Tutorial: Canary Deployment for Azure Virtual Machine Scale Sets

By Microsoft + Open Source, Microsoft’s commitment to open source is ingrained in our business. Investments in this space began several years ago and continue to be reinforced through technology decisions, partner momentum, customer adoption, and community contributions.

Content type
Tutorials and demos

Programming language
Bash

Canary deployment is a pattern that rolls out releases to a subset of users or servers. It deploys the changes to a small set of servers, which allows you to test and monitor how the new release works before rolling the changes to the rest of the servers.

Virtual machine scale sets (VMSS) are an Azure compute resource that you can use to deploy and manage a set of identical VMs. With all VMs configured the same, scale sets are designed to support true autoscale, and no pre-provisioning of VMs is required. So it’s easier to build large-scale services that target big compute, large data, and containerized workloads.

VMSS allow you to manage large number of identical VMs with simple instructions, yet allow you to update specific VMs. You can build your VMSS with a customized image or publicly available OS images along with VM extension scripts to setup all required environments. When it comes to update existing VMSS, you need to update its configuration with a new image or extension scripts, and then manually trigger the update of the VMSS instances, either all in one instruction, or selectively pick some VMs to be updated.

The ability to update individual VMs in VMSS allows us to control the number of VMs that will be updated to the new releases, i.e., allows us to do canary deployment:

(Existing) Create the initial VMSS which host your services.
Update the VMSS configuration, either point to new customized image, or update the extension scripts, which contains the new release of your services.
Selectively update individual instances to the new release according to the configuration changes.
Verify the new release works.
Update the rest of instances to the new release.

Nginx Canary Deployment Example

Here we demonstrate the canary deployment for VMSS using the Nginx binary release.

Prepare the VMSS

We use the public Ubuntu Server 16.04 LTS together with an extension script which installs the Nginx service to setup the VMSS. In your project, you can customize the extension script to install the service on demand, or create a customized image (reference: Packer / Azure Resource Manager Builder).

Prepare variable configurations

First we setup some variables that will be used in the following preparation steps.
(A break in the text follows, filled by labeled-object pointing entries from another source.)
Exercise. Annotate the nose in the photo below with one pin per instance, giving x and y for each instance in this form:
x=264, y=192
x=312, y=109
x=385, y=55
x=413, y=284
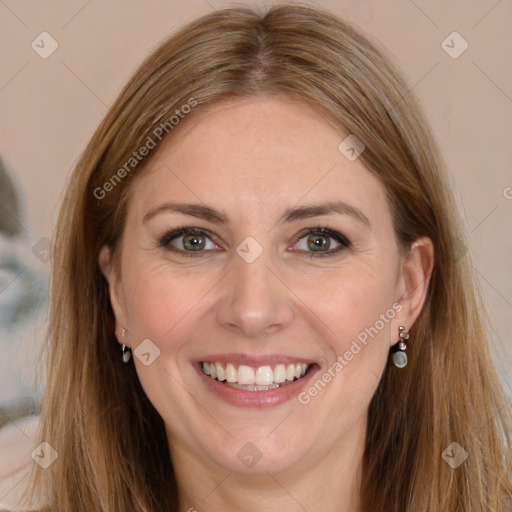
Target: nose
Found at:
x=256, y=302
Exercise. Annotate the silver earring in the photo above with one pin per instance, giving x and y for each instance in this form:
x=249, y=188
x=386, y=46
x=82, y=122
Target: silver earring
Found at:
x=400, y=357
x=127, y=353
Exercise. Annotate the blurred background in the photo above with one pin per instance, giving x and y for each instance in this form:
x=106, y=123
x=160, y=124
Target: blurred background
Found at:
x=64, y=62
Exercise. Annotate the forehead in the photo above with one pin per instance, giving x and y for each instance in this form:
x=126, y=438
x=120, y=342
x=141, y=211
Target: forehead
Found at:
x=261, y=154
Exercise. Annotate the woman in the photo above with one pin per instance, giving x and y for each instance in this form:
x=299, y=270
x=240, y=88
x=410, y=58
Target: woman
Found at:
x=258, y=302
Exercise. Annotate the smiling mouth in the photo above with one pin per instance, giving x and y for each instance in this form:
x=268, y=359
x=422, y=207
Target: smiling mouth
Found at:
x=262, y=378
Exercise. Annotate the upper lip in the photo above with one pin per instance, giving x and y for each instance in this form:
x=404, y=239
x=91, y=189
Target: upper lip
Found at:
x=253, y=360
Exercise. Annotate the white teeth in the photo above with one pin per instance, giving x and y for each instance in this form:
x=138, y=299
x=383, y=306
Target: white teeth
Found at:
x=263, y=378
x=280, y=373
x=245, y=375
x=220, y=372
x=231, y=373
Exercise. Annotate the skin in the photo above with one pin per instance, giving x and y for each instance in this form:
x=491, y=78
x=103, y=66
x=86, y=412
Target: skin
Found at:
x=253, y=159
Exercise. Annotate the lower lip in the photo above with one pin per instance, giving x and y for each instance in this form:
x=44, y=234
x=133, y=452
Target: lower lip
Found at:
x=260, y=399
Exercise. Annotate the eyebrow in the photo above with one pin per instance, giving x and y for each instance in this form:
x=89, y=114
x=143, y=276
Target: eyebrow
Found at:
x=307, y=211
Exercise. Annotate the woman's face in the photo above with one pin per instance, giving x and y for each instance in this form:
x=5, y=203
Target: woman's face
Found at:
x=244, y=287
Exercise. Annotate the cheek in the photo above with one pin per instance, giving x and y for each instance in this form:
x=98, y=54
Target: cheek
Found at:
x=157, y=300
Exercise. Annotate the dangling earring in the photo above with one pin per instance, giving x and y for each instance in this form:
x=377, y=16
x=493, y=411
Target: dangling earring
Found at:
x=400, y=357
x=126, y=351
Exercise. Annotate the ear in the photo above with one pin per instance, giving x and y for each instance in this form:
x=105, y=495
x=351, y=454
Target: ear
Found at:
x=414, y=279
x=115, y=288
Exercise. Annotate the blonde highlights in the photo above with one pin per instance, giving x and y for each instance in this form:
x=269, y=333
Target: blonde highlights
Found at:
x=113, y=451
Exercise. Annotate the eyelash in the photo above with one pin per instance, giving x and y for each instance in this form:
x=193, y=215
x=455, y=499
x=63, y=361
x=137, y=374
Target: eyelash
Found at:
x=317, y=230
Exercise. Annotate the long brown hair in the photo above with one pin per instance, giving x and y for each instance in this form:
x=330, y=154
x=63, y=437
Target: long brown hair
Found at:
x=112, y=448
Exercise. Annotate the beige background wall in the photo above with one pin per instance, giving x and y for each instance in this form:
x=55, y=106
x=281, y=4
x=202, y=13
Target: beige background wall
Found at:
x=50, y=107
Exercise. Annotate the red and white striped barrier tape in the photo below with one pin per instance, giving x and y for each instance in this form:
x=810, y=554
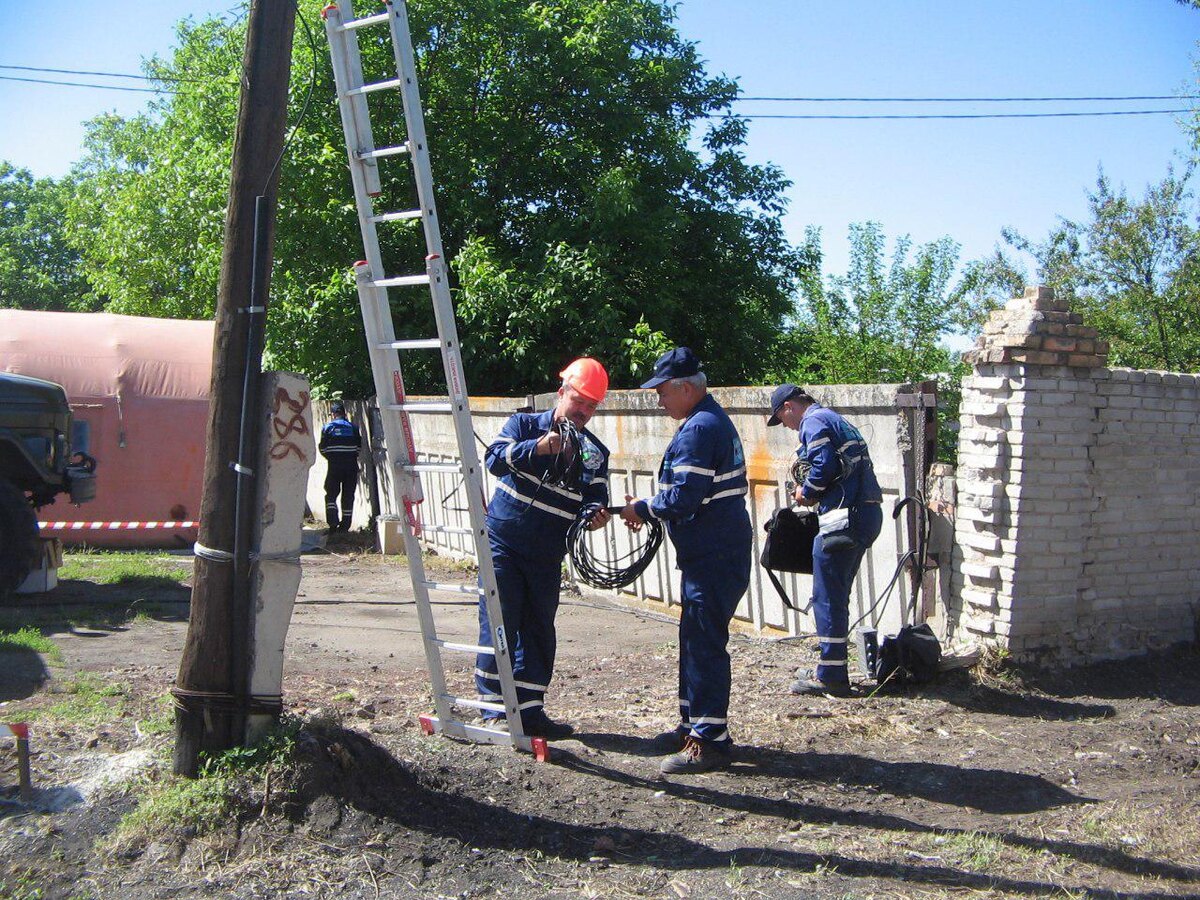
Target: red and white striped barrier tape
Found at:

You can update the variables based on your needs.

# resource group and VMSS name
resource_group=the-resource-group-name
location=the-resource-location
vmss_name=the-vmss-name
# admin user and SSH login credentials setup
admin_user=azureuser
ssh_pubkey="$(readlink -f ~/.ssh/id_rsa.pub)"
# the storage account that will be created to store the init scripts. Note that '-' is not allowed in a storage account name.
export AZURE_STORAGE_ACCOUNT=the-storage-account-name

Create VMSS from public Ubuntu image

We create a VMSS with 3 instances, using the public image “UbuntuLTS”.

az group create --name "$resource_group" --location "$location"
# create the VMSS with 3 instances using the public Ubuntu LTS image
az vmss create --resource-group "$resource_group" --name "$vmss_name" \
    --image UbuntuLTS \
    --admin-username "$admin_user" \
    --ssh-key-value "$ssh_pubkey" \
    --vm-sku Standard_D2_v3 \
    --instance-count 3 \
    --lb "${vmss_name}LB"

Prepare the init scripts

In order to use the custom script extension to configure the VMSS, we need to store the script at some location that’s accessible via HTTP(s). Here we create a storage account for the script storage, and expose the scripts publicly to allow the script extension to pick it up.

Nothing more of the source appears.